Using the Dyndrite platform, features detected with 3D geometric queries provide the ability to vary machine parameters across upskin, downskin, and thin feature regions. Image courtesy of Dyndrite.

 

Additive manufacturing processes include a unique and complex set of parameters (depending on the specific additive process) that can affect print quality – material properties, gas flow, chemical dynamics, ambient temperature, material droplet volume. 

“Every process requires compensations based on the hardware, the material, and the part being printed,” Goel says. “You need a way to analyze those parameters and apply corrections to create those toolpaths.”

What's more, the advancements being made in improving complex toolpath creation for 3D printing are also driving improvements for other manufacturing processes. This is important because, in many instances, additive manufacturing is combined with other processes to create a finished part. Controlling for multiple parameters across multiple production processes increases that complexity exponentially.

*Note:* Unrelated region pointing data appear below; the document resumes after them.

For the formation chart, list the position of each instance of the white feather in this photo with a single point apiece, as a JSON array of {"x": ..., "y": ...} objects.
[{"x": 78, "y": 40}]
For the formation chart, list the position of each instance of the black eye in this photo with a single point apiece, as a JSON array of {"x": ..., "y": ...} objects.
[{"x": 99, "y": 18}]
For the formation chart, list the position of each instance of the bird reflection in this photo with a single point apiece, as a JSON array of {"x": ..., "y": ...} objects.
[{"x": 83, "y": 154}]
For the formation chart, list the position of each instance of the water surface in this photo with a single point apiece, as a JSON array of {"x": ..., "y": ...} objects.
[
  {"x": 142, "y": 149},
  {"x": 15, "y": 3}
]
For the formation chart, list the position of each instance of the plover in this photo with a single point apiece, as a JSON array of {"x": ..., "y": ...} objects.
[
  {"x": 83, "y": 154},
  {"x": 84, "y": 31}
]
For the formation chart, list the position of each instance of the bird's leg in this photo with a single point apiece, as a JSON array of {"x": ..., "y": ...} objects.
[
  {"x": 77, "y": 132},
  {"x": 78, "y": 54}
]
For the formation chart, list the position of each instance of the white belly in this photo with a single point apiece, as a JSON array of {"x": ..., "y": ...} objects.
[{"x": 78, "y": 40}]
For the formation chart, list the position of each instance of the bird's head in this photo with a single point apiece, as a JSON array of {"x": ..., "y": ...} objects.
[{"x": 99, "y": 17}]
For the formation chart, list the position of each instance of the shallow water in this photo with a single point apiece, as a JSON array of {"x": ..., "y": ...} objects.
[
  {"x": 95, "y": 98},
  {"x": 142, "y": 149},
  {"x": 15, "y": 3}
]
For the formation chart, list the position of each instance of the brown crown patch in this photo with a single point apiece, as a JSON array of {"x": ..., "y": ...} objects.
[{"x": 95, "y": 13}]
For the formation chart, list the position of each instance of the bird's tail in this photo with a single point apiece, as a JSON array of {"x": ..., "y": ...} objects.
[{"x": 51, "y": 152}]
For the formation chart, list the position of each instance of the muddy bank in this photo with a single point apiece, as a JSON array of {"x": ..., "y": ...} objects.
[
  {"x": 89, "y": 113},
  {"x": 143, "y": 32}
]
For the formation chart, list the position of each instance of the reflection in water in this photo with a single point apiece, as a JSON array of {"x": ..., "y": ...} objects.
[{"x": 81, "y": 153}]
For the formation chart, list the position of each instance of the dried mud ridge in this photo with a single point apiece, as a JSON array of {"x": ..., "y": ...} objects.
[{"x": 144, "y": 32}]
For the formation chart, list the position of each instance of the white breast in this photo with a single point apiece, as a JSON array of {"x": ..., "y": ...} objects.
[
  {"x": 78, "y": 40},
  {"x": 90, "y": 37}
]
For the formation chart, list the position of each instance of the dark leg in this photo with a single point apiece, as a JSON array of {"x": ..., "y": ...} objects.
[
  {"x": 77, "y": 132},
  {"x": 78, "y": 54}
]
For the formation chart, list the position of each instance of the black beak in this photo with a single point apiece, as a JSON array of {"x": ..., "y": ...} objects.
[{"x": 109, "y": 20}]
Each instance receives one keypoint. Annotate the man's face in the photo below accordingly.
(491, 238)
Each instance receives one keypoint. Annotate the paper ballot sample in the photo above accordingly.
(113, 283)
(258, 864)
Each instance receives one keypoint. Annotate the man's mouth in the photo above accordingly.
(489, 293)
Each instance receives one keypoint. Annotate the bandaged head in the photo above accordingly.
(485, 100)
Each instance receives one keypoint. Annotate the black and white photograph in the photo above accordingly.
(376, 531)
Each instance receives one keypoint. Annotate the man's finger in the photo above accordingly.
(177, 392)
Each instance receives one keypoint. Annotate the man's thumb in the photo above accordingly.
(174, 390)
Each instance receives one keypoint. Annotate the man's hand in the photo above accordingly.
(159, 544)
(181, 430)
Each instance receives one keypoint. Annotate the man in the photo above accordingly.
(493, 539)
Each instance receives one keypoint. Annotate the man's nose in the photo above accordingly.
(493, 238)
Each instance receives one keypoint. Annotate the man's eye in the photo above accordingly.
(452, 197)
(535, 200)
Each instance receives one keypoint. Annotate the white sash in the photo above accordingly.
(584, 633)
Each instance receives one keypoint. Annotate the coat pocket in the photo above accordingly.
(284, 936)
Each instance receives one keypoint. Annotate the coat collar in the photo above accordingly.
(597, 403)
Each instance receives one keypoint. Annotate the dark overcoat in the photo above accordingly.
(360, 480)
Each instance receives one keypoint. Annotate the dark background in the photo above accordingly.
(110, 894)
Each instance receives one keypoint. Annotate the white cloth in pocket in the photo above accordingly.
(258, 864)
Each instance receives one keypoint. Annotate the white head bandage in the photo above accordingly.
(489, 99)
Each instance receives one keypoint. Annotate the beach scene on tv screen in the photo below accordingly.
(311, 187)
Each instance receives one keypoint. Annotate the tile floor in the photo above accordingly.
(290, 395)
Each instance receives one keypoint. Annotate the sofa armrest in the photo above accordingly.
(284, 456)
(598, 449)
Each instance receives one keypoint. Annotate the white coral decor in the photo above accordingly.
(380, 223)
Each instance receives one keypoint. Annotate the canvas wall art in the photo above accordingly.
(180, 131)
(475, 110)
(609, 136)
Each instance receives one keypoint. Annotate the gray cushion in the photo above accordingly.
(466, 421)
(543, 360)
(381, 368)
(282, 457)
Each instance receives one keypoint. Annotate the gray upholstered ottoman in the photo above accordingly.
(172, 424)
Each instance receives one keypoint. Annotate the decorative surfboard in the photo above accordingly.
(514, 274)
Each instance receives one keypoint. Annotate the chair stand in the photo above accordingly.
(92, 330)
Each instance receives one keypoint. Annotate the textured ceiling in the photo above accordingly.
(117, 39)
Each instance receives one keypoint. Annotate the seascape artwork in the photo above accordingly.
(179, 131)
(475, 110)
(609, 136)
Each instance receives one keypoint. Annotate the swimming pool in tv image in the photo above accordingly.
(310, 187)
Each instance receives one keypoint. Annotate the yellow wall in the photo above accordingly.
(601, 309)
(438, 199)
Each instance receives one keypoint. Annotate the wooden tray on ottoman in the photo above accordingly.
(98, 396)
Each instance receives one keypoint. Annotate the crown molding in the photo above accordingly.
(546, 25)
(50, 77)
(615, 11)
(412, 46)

As the build envelope of the printers increases and designs become even more complex, the volume of data required to create a given part is rapidly growing. The only way to manage this explosion of data is by enlisting much more sophisticated software that uses the latest and greatest in compute and chip technology, Goel says. “At Dyndrite our goal is to use the NVIDIA RTX GPU not just for simulation and rendering, but for geometric analysis and compute. Any time anyone makes a decision about a manufacturing or design process, a GPU could be used to analyze what they are doing and help them make a more informed decision.”

Dyndrite has announced a number of partnerships over the past year that illustrate how the technology can be used to create better additive workflows, including the use of Dyndrite tools and technology by HP, DNA.am, Meteor Inkjet, Impossible Objects, and Azul 3D.

The company also has a developer council composed of all the leading AM brands, opining on the future of the company’s technology.

Ultimately, Goel thinks that NVIDIA RTX GPUs will play a key role on the manufacturing floor, and potentially within the 3D printing hardware. “You will need GPUs and high-powered compute in the machines or as close to the machines as possible,” he says. “That makes it possible to institute process monitoring and control locally and puts that large volume of data as close to end use as possible. Modern manufacturing machines are a great example of edge computing.”

Dyndrite is actively working with major simulation software vendors (including Ansys and Altair, both of which participate in the Dyndrite Developers Council) to create tools that will enable real-world, full-scale production applications for additive manufacturing. “The tools are NVIDIA RTX GPU-accelerated because we need to make very complicated things, and we are partnering with simulation vendors to connect all of our tools together so there is a closed loop,” Goel says. “The whole promise of additive is unlimited complexity, but you have to be able to tell the machine how to accomplish that. We are at a unique point in time where the manufacturing hardware has surpassed the software.  Tools like Dyndrite bring compute and software to bear for the end user, so we reverse this trend and get to a production process as quickly as possible.”